"It is indeed a beautiful garden," Macleod said, looking round on the withered leaves and damp soil; "no wonder you look after it yourself."

"I am not gardening," the old man said, peevishly. "I have been putting a knife in the ground—burying the hatchet, you might call it. Fancy! A man sees an old hunting-knife in a shop at Gloucester—a hunting-knife of the time of Charles I., with a beautifully carved ivory handle; and he thinks he will make a present of it to me. What does he do but go and have it ground, and sharpened, and polished until if looks like something sent from Sheffield the day before yesterday!"

"You ought to be very pleased, pappy, you got it at all," said Gertrude White; but she was looking elsewhere, and rather absently too.

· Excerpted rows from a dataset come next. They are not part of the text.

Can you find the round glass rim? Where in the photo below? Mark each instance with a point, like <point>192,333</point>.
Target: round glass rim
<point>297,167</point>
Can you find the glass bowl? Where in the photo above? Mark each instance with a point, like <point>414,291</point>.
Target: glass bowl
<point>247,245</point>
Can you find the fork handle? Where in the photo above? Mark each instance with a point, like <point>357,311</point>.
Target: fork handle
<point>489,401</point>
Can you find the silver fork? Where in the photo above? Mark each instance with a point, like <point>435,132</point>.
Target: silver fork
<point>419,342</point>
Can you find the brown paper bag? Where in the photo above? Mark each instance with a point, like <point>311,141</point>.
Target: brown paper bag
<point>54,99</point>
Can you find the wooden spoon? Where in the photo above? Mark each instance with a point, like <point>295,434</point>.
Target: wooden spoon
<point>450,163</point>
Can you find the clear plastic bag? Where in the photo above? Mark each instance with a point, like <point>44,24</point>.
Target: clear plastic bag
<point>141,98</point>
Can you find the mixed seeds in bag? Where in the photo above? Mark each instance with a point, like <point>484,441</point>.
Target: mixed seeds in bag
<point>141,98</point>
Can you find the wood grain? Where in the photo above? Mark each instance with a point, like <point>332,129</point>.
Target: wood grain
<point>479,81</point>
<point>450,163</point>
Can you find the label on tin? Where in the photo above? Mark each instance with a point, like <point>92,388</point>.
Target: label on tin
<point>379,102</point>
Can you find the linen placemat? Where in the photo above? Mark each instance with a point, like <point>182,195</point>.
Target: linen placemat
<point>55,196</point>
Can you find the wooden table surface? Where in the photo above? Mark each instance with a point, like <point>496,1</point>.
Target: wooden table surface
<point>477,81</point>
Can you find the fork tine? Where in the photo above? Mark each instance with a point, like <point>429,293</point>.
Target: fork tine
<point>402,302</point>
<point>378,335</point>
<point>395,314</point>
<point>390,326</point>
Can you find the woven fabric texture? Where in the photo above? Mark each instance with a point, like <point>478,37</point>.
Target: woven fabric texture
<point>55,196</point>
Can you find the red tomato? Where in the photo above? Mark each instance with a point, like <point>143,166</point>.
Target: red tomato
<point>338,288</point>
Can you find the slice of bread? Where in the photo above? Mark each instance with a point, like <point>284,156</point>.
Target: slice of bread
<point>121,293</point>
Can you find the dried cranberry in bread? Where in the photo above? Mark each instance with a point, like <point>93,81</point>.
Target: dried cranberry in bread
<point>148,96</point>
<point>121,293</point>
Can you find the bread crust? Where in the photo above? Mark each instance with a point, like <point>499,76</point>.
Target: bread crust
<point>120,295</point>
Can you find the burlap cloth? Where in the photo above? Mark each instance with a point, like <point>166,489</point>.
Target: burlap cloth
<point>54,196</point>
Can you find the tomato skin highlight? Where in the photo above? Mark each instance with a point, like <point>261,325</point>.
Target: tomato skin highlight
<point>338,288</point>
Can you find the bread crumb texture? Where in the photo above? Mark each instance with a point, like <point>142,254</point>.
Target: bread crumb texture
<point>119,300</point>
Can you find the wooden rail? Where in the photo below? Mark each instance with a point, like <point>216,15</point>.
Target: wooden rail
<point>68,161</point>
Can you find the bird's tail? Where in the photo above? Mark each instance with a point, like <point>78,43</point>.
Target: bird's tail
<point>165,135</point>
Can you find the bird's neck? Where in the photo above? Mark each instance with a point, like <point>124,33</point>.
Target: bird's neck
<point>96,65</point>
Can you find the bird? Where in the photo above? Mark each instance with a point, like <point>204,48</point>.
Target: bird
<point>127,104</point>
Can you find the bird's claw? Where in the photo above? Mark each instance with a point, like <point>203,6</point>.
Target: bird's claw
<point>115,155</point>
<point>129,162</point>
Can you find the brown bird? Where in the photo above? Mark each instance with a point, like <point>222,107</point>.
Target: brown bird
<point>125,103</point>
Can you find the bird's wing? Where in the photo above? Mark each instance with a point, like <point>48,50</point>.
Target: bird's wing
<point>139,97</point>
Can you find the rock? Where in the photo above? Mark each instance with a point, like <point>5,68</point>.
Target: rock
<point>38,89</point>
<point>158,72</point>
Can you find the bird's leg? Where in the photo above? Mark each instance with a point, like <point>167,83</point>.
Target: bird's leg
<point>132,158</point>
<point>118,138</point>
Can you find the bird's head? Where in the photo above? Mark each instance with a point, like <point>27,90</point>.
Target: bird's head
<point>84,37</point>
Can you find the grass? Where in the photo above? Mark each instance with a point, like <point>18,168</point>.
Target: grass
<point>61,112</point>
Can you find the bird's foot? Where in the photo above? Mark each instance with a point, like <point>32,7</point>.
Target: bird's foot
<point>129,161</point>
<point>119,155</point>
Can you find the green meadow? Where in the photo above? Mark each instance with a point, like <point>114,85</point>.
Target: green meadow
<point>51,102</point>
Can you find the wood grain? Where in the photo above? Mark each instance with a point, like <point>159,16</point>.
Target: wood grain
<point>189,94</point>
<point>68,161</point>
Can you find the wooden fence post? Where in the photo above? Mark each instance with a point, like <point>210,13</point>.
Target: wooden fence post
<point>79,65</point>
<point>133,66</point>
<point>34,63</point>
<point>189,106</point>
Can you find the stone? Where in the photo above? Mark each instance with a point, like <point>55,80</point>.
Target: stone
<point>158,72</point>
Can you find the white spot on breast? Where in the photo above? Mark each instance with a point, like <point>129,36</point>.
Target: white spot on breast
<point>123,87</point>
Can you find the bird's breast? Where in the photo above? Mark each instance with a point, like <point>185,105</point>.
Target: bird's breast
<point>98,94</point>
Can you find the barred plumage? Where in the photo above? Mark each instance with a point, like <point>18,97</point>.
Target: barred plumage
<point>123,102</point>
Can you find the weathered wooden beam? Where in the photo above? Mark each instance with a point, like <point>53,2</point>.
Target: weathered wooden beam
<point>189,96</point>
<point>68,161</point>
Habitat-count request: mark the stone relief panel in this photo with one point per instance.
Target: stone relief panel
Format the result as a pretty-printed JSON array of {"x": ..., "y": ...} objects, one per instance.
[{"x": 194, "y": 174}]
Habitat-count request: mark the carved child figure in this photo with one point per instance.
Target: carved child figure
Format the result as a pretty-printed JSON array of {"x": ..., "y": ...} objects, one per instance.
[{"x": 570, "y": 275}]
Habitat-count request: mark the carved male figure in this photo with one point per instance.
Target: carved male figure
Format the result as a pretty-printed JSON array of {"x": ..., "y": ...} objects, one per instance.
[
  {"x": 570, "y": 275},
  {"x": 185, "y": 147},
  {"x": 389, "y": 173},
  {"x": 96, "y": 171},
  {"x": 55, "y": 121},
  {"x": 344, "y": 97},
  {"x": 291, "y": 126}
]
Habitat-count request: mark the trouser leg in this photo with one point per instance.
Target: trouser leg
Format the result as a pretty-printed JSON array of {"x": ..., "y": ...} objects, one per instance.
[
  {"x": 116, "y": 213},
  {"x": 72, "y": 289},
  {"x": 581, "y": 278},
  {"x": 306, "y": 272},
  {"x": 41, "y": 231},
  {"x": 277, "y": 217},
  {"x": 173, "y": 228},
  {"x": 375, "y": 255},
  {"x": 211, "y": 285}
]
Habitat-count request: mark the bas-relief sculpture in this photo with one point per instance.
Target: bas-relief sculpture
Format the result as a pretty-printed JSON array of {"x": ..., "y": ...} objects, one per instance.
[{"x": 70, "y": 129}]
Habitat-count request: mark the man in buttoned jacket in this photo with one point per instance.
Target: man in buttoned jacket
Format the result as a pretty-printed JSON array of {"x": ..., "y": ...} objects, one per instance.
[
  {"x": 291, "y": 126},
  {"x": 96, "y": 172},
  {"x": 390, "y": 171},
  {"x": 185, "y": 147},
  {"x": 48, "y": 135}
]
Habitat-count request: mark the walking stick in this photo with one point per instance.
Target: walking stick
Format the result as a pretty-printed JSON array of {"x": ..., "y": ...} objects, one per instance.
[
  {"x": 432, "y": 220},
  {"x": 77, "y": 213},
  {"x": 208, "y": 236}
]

"And so you have buried it to restore the tone?"

"I have," said the old gentleman, marching off with the shovel to a sort of out house.

Macleod speedily took his leave.

"Saturday next at noon," said he to her, with no timidity in his voice.

"Yes," said she, more gently, and with downcast eyes.

He walked away from the house—he knew not whither. He saw nothing around him. He walked hard, sometimes talking to himself. In the afternoon he found himself in a village in Berkshire, close by which, fortunately, there was a railway station; and he had just time to get back to keep his appointment with Major Stuart.

They sat down to dinner.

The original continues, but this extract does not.